The present invention relates to an ice making device, and more particularly to an ice making device that produces flaked or shaved ice, as well as a process for making ice.
Ice is commonly produced by application of water onto one or more freezing surfaces of a drum. A refrigerant is provided to the drum and is in thermal contact with the one or more surfaces. As the refrigerant absorbs heat from the water, the water will freeze on the surfaces forming an ice film. The ice film thickness and ice production rate can be determined by several variables including but not limited to, the water application rate, rotation speed, and the rate at which the refrigerated surface absorbs the heat from the water as ice is formed.
An ice removal blade can rotate along and score, or otherwise scrape, the ice to remove the ice from the refrigerated surface and clear the surface. The separated ice may fall out of the bottom of the drum. Water can be applied to the freshly cleared surface, starting the process all over again. Thus, the device can continuously produce ice, which is beneficial and desirable in many commercial and industrial applications.
As mentioned above, in order to freeze the water, refrigerant is provided to the drum, typically in a shell. The shell can comprise a flooded design (wherein the space is entirely filled with refrigerant) or a circuited design (wherein the space includes one or more flow paths for the refrigerant). It is believed that the circuit design is more advantageous to the flooded design because of greatly reduced refrigerant inventory and more simple piping and controls.

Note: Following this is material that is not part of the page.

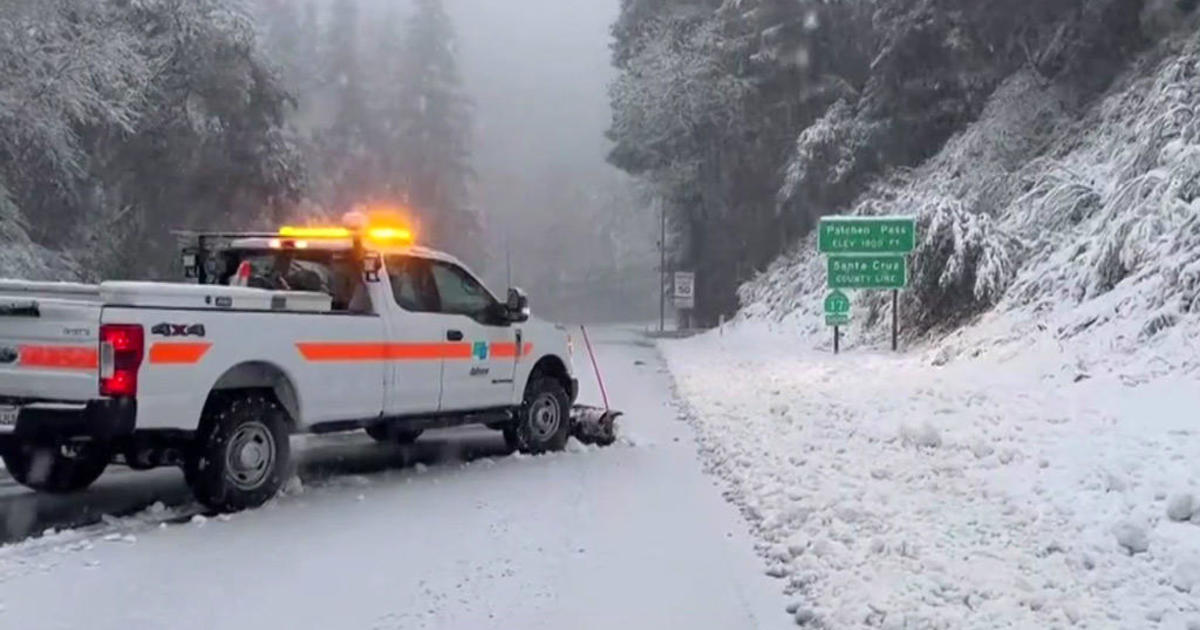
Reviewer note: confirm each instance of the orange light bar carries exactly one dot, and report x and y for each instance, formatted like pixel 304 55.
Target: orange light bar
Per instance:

With the advent of multi-component high temperature glide refrigerants, (such as R-407a, R-407f, and the like), it is believed that the conventional evaporator designs fail to fully utilize the heat absorption capacity of these refrigerants. Additionally, flooded evaporators are not well suited to work with high temperature glide refrigerants due to the fractionation of the components of refrigerant blends.
Therefore, it would be desirable to have an ice making device that fully accommodates the multi-component refrigerants.
Additionally, it would be desirable for such a device to work with single component refrigerants and relatively low temperature glide refrigerants.